Application of Problem Inversion to Cascading Critical Infrastructure Failure

Abstract

Between 1994 and 2013, over 6800 natural disasters have occurred worldwide, claiming 1.35 million lives. Flooding accounted for over 40 % of these disasters displacing nearly 2.5 billion people. Storms were the second most frequent type of disaster: killing more than 240,000 people and costing over US$900 billion in damage to infrastructure. It is commonly felt that the number of severe natural disasters has been increasing in recent years because of climate change. However, the problem of climate change may not be solved in the near future. So governments need to prepare for frequent future natural disasters and find ways to mitigate the potential death and destruction they cause. This chapter will discuss a novel method for making preparations to avoid the problem of cascading disasters created by a single natural event. This approach will adapt a knowledge based technique from manufacturing, called Ideation Failure Analysis™, to correct deficiencies in critical infrastructure. The technique involves a number of approaches that are combined into a comprehensive process. First, a simple direct approach is attempted with the assistance of a knowledge base. If the problem can not be resolved in the direct manner, then an indirect approach is suggested. A detailed Failure Analysis Questionnaire is used to assist in model building.
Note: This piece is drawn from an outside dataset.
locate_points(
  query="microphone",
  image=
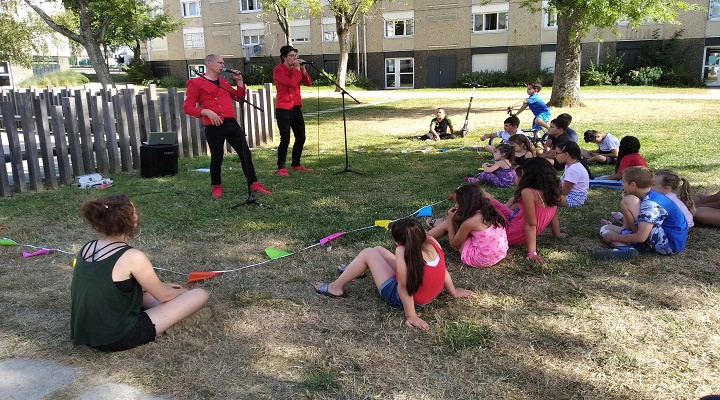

A model of the failure network is developed. However, instead to working directly towards failure correction, an inversion process is conducted. That is, in order to facilitate greater creativity, the analysis team is asked to imagine ways to produce the failure. The creative work is then assisted by a knowledge base. The analysis team is able to prioritize the likelihood that a cause might have resulted in the failure. The next step is to find ways to prevent, eliminate, or reduce the impact of the failure. Again to assist the creative process, a knowledge base provides suggestions for correction techniques that can be prioritized in a hierarchical fashion. Finally, the results are evaluated to avoid negative side-effects or drawbacks in the suggested ways to correct the failure. This chapter will conclude by providing some recommendations and an evaluation of the potential of this technique.